Let’s look at an example of a problematic health-care story, in which an editorial team relied on one couple’s experience with a new intervention in a way that was dangerously misleading. After we discuss this example, we’ll look at an alternative example of a well-reported story on the same topic. Both examples focus on endometrial receptivity tests, which analyze the activity of genes in the lining of the womb to help identify the optimum window for embryo implantation.
For a story published by ABC News in 2018 titled “How a breakthrough new fertility test is offering hope for families who have suffered miscarriages,” the editorial team profiled a couple who for years had struggled to conceive. They succeeded in having a child after using a new analysis tool called an endometrial receptivity test. If you’ve been paying attention, you’ve probably already identified the story’s first error: using the term “breakthrough” in a headline.
Though there are rare instances in which these kinds of terms are merited, this story was not one of them. Why? It lacks the evidence necessary to support such a claim. For starters, there’s a classic correlation/causality problem at work here: We don’t actually know that the test caused the successful pregnancy. All we know is that after taking the test, one woman succeeded in conceiving.
We also don’t know anything about the test’s success rate or the risks or possible harm associated with it, because the story fails to reference a single piece of peer-reviewed research. What’s more, the story does not tell us anything about the cost of the treatment or the companies or institutions that stand to benefit financially from its use. Without that information, we can’t determine how accessible or available this test will be, or whether the couple highlighted by this story was spurred to talk by a company with a vested financial interest in their success.
General Questions for Reporters
- How will the story affect someone in need of the treatment or topic being covered?
- Does the story treat an anecdote as data?
- Does the story balance potential benefits with potential risk and harm?
- Does the story adequately summarize the funding behind a new treatment or other intervention?
Conversely, here’s a story that covers the same topic but nails all of the basics:
In the story, published by The Guardian in 2015, the author provides a balanced overview of a new treatment that checks off all of the “dos” and none of the “don’ts” discussed in this chapter. The headline, “IVF test improves chances of implantation by pinpointing fertility window” expresses hope but does not exaggerate. The text, rather than focus on one couple’s success, describes the state of research into the treatment and includes perspectives from a wide range of scientists and clinicians — from those affiliated with a new study to others who might be interested in providing the treatment.
The piece does use the word “breakthrough” — but places it into appropriate context, in a way that avoids hype.
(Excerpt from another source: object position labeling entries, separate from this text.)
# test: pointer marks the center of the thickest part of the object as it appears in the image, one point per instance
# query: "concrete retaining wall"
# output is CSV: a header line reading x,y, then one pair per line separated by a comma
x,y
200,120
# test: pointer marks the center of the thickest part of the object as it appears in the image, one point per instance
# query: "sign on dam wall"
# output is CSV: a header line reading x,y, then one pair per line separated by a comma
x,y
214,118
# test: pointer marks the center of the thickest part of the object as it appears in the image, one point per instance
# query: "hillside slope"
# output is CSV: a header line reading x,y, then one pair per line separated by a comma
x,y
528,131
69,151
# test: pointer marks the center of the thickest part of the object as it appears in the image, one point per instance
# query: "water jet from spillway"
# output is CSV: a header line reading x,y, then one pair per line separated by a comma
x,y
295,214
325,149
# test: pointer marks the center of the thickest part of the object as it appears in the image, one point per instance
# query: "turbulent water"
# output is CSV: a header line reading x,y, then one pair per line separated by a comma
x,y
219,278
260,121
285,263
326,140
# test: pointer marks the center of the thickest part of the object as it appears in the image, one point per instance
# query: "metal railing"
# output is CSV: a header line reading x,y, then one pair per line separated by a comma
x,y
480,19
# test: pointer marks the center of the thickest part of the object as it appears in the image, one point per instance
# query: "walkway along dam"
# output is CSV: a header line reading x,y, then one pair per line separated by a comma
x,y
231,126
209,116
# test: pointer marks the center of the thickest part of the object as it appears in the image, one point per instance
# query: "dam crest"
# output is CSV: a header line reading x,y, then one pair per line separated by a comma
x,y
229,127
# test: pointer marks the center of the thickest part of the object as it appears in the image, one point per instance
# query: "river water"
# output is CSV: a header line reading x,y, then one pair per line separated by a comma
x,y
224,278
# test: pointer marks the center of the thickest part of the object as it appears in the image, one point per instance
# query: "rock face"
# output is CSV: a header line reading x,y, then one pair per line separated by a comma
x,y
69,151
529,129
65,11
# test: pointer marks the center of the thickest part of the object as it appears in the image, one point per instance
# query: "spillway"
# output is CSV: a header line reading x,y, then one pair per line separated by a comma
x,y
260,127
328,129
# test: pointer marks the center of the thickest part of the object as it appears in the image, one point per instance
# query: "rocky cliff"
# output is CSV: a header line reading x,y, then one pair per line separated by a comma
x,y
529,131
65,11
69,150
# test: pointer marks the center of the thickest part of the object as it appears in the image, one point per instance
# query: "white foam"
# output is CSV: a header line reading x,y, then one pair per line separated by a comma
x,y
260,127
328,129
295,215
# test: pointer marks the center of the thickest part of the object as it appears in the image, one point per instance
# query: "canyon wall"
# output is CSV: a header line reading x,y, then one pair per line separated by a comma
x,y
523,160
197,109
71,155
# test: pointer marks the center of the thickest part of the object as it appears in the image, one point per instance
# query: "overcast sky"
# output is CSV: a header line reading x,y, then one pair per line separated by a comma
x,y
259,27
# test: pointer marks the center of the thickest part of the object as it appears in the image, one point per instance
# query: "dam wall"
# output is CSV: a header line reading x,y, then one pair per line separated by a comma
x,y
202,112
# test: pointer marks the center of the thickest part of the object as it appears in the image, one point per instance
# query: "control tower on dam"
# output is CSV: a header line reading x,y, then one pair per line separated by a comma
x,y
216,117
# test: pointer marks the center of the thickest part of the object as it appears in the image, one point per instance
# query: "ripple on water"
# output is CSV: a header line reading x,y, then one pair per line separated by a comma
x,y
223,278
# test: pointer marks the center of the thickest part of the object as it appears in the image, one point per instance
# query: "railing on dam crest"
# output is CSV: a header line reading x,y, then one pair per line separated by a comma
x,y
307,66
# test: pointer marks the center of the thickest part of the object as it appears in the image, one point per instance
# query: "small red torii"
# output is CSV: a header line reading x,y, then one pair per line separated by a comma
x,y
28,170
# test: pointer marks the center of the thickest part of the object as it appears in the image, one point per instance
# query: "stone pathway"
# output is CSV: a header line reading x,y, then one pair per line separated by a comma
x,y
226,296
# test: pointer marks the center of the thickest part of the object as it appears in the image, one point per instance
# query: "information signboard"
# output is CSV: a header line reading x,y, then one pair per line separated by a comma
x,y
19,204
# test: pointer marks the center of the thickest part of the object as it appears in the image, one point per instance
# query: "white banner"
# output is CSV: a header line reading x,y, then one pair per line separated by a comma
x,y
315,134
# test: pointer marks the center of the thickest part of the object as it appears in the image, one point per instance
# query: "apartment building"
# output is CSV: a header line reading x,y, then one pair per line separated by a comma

Rather than place the word in the headline or even in the lede, the author offers a quote lower in the story from one of the researchers, shows clearly that it expresses an opinion, and appropriately identifies the researcher’s role in the new study: “Geeta Nargund, medical director of Create Fertility whose London clinic is participating, said: ‘The weakest link in IVF is implantation failure. I believe this is a breakthrough.’”
The story goes on to report on the treatment’s limitations and the basic science of how it works, and to identify the institutions that funded the research.
As these two examples show, health-care stories should not play the role of press releases. They should not encourage readers to make purchases by presenting only partial data. Instead, they should provide a balanced overview of risks and potential harm by giving readers access to the available evidence.